We have been investigating the functional consequences of rare disease-associated amino acid substitutions in the cystic fibrosis transmembrane conductance regulator (CFTR). Mutations of the arginine residue at codon 1070 have been associated with different disease consequences; R1070P and R1070Q with "severe" pancreatic insufficient cystic fibrosis (CF) and R1070W with "mild" pancreatic sufficient CF or congenital bilateral absence of the vas deferens.
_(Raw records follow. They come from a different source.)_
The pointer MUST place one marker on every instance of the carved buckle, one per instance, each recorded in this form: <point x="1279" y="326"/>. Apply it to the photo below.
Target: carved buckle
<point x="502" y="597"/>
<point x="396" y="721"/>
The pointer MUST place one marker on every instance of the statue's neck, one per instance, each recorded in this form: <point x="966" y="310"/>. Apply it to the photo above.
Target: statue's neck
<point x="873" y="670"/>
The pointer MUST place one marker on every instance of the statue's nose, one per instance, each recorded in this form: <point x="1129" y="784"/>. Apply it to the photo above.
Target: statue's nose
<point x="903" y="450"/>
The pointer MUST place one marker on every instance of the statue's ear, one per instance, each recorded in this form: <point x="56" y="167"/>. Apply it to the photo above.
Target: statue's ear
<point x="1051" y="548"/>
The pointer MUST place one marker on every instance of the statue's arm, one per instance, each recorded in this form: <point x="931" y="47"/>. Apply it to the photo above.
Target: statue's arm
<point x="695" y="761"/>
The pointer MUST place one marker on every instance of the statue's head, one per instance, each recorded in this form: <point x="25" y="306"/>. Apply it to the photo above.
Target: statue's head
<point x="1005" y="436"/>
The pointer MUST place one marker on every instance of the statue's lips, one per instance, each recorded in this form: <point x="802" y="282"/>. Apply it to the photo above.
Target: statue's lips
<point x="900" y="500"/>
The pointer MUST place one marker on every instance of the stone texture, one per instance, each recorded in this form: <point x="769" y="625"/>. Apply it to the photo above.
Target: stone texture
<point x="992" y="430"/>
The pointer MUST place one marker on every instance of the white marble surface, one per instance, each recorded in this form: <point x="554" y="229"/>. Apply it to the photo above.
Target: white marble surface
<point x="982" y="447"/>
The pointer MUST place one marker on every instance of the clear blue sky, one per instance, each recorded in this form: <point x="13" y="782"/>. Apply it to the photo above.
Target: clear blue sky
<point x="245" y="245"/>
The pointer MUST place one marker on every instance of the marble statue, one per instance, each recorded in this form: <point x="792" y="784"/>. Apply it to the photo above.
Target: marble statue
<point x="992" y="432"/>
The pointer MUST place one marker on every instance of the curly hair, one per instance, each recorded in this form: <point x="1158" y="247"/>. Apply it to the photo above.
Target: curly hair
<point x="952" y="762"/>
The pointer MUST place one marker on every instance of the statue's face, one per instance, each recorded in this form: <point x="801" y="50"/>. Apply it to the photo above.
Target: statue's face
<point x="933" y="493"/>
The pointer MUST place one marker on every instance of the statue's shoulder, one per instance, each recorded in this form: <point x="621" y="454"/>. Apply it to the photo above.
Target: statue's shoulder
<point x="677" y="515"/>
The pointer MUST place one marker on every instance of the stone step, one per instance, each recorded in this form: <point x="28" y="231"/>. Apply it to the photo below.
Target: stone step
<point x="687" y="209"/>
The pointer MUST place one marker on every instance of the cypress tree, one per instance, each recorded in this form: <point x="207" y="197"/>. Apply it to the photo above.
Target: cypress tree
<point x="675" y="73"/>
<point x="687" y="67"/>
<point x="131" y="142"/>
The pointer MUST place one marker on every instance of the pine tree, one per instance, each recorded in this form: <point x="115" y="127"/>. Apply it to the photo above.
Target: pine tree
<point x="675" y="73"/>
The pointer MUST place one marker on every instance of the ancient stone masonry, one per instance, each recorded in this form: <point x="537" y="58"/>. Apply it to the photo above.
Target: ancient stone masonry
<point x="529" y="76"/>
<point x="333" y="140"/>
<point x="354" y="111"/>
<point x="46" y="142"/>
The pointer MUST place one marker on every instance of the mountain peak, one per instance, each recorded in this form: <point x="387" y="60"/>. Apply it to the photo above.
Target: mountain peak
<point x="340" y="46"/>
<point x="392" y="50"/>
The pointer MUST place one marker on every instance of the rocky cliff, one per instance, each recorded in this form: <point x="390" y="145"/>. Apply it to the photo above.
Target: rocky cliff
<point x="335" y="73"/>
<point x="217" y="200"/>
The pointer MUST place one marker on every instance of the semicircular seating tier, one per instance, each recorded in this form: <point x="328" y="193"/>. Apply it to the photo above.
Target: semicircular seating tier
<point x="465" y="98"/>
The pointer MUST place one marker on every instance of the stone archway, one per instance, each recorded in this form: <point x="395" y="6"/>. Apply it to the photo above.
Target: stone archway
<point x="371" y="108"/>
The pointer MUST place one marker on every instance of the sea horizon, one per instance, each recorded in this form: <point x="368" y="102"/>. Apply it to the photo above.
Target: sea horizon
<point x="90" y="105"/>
Intriguingly, CFTR bearing each of these mutations is functional when expressed in nonpolarized cells. To determine whether R1070 mutations cause disease by affecting CFTR localization, we created polarized Madin Darby canine kidney (MDCK) cell lines that express either wild-type or mutant CFTR from the same genomic integration site. Confocal microscopy and biotinylation studies revealed that R1070P was not inserted into the apical membrane, R1070W was inserted at levels reduced from wild-type while R1070Q was present in the apical membrane at levels comparable to wild-type. The abnormal localization of CFTR bearing R1070P and R1070W was consistent with deleterious consequences in patients; however, the profile of CFTR R1070Q was inconsistent with a "severe" phenotype. Reanalysis of 16 patients with the R1070Q mutation revealed that 11 carried an in cis nonsense mutation, S466X. All 11 patients carrying the complex allele R1070Q-S466X had severe disease, while 4 out of 5 patients with R1070Q had "mild" disease, thereby reconciling the apparent discrepancy between the localization studies of R1070Q and the phenotype of patients bearing this mutation. Our results emphasize that localization studies in relevant model systems can greatly assist the interpretation of the disease-causing potential of rare missense mutations. © 2008 Wiley-Liss, Inc

Cystic fibrosis is associated with a defect in low molecular weight protein handling in the kidney.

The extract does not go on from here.